Kilonzo MM, Dasgupta R, Thomas R, Aucott L, MacLennan S, Lam TBL, Anson K, Cameron S, Starr K, Burgess N, Keeley FX, Clark CT, N'Dow J, MacLennan G, McClinton S.
Health Economics Research Unit, University of Aberdeen, Aberdeen, UK.
Department of Urology, Imperial College Healthcare NHS Trust, London, UK.
Centre for Healthcare Randomised Trials, University of Aberdeen, Aberdeen, UK.
Health Services Research Unit, University of Aberdeen, Aberdeen, UK.
Academic Urology Unit, University of Aberdeen, Aberdeen, UK.
NHS Grampian, Department of Urology, Aberdeen Royal Infirmary, Aberdeen, UK.
Department of Urology, St Georges University Hospitals NHS Foundation Trust, London, UK.
Warwick Clinical Trials Unit, University of Warwick, Warwick, UK.
Department of Urology, Norfolk and Norwich University Hospitals NHS Foundation Trust, Norwich, UK.
Bristol Urological Institute, Bristol, UK.

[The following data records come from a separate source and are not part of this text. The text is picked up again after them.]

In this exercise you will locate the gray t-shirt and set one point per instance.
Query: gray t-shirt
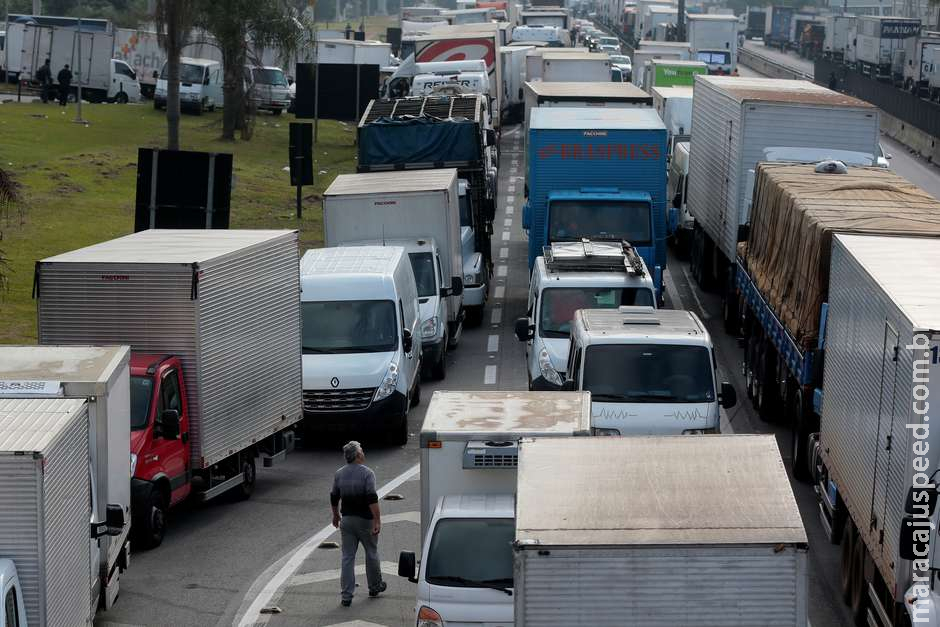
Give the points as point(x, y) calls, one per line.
point(354, 490)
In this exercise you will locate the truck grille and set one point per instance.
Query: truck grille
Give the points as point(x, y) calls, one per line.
point(352, 399)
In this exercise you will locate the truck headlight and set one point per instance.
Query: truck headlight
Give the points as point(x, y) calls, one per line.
point(429, 328)
point(547, 369)
point(389, 383)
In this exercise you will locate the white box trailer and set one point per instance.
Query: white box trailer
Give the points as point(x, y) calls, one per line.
point(101, 377)
point(225, 302)
point(710, 518)
point(737, 118)
point(44, 500)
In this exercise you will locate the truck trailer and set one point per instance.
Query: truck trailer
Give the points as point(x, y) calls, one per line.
point(191, 304)
point(713, 516)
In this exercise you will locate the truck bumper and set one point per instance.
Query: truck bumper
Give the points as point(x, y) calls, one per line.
point(379, 415)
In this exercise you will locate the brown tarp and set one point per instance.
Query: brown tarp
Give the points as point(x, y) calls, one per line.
point(794, 214)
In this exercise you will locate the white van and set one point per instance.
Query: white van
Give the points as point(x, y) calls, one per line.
point(200, 85)
point(360, 339)
point(649, 371)
point(568, 277)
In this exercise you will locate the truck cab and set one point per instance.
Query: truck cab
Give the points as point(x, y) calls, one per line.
point(571, 276)
point(649, 371)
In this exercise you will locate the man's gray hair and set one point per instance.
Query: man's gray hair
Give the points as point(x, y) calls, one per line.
point(351, 450)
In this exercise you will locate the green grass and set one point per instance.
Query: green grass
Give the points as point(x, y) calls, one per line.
point(78, 183)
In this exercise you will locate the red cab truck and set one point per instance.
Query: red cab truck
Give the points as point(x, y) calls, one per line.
point(213, 320)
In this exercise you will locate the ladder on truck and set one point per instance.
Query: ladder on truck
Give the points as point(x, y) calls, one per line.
point(591, 256)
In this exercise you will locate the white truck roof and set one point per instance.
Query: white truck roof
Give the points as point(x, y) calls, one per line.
point(727, 489)
point(471, 416)
point(392, 182)
point(170, 246)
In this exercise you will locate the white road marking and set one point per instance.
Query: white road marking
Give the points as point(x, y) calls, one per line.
point(489, 375)
point(492, 344)
point(266, 588)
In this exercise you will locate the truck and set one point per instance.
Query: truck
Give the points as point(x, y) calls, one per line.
point(715, 511)
point(760, 113)
point(713, 40)
point(101, 76)
point(875, 451)
point(95, 383)
point(599, 174)
point(442, 132)
point(469, 448)
point(420, 212)
point(177, 298)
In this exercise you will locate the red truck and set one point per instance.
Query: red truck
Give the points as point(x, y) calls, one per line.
point(213, 319)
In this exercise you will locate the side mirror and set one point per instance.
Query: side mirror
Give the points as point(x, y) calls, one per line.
point(169, 424)
point(728, 398)
point(407, 342)
point(407, 566)
point(525, 330)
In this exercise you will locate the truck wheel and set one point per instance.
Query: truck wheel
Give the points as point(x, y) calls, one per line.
point(150, 525)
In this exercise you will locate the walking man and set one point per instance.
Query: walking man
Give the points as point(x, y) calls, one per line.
point(356, 513)
point(65, 82)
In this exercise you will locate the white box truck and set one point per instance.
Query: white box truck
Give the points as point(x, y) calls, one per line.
point(100, 376)
point(658, 531)
point(735, 120)
point(46, 500)
point(419, 211)
point(192, 305)
point(469, 452)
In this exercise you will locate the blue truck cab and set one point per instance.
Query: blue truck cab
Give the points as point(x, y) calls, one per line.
point(598, 174)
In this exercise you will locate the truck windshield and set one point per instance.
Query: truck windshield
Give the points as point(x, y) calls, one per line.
point(349, 326)
point(471, 553)
point(600, 219)
point(558, 304)
point(648, 373)
point(423, 266)
point(141, 395)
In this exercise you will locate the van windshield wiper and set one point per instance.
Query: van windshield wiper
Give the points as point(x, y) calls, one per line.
point(493, 584)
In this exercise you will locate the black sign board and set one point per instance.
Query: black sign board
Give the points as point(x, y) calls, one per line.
point(182, 189)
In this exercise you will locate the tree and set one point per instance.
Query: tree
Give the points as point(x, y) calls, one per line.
point(241, 27)
point(174, 20)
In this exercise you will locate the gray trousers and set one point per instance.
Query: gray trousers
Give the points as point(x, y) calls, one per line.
point(354, 530)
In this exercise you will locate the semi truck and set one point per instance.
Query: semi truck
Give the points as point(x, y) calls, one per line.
point(38, 386)
point(191, 304)
point(735, 120)
point(469, 450)
point(419, 211)
point(714, 516)
point(597, 174)
point(442, 132)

BAUS Section of Endourology Consumer/Patient Advisory Group, London, UK.

Abstract

Objectives: To assess the cost-effectiveness, resource use implications, quality-adjusted life-years (QALYs) and cost per QALY of care pathways starting with either extracorporeal shockwave lithotripsy (SWL) or with ureteroscopic retrieval (ureteroscopy [URS]) for the management of ureteric stones.
Patients and methods: Data on quality of life and resource use for 613 patients, collected prospectively in the Therapeutic Interventions for Stones of the Ureter (TISU) randomized controlled trial (ISRCTN 92289221), were used to assess the cost-effectiveness of two care pathways, SWL and URS. A health provider (UK National Health Service) perspective was adopted to estimate the costs of the interventions and subsequent resource use. Quality-of-life data were calculated using a generic instrument, the EuroQol EQ-5D-3L. Results are expressed as incremental cost-effectiveness ratios and cost-effectiveness acceptability curves.

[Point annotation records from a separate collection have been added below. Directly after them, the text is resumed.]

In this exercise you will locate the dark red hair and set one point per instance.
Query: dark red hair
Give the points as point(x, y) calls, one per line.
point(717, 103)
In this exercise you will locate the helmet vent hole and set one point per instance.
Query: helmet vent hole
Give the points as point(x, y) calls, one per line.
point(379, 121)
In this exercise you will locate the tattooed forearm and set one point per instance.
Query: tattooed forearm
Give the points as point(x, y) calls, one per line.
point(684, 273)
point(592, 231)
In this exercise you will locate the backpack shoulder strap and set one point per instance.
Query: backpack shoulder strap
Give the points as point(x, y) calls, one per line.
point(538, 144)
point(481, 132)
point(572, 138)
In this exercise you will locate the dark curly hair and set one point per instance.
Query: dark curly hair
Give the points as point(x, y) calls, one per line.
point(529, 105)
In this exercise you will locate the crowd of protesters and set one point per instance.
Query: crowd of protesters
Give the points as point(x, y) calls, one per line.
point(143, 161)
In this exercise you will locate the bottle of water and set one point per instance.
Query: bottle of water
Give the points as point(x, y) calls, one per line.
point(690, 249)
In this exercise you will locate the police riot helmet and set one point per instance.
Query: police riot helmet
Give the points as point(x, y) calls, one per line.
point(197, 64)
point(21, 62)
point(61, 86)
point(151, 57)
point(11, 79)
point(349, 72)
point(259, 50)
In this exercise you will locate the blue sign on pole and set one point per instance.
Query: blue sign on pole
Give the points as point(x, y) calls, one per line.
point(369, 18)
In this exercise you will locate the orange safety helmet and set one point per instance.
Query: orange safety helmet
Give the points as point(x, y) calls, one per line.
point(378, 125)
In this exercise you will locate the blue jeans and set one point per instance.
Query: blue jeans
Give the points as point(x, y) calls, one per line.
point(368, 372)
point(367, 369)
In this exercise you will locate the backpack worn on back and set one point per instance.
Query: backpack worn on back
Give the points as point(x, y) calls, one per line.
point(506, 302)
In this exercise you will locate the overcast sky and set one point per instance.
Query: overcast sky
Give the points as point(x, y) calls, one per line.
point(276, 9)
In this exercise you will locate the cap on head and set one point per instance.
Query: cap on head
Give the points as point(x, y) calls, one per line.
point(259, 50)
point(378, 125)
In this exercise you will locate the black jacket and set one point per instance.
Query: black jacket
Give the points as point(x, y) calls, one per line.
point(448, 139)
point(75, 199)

Results: The mean QALY difference (SWL vs URS) was -0.021 (95% confidence interval [CI] -0.033 to -0.010) and the mean cost difference was -£809 (95% CI -£1061 to -£551). The QALY difference translated into approximately 10 more healthy days over the 6-month period for the patients on the URS care pathway. The probability that SWL is cost-effective is 79% at a society's willingness to pay (WTP) threshold for 1 QALY of £30,000 and 98% at a WTP threshold of £20,000.
Conclusion: The SWL pathway results in lower QALYs than URS but costs less. The incremental cost per QALY is £39 118 cost saving per QALY lost, with a 79% probability that SWL would be considered cost-effective at a WTP threshold for 1 QALY of £30 000 and 98% at a WTP threshold of £20 000. Decision-makers need to determine if costs saved justify the loss in QALYs.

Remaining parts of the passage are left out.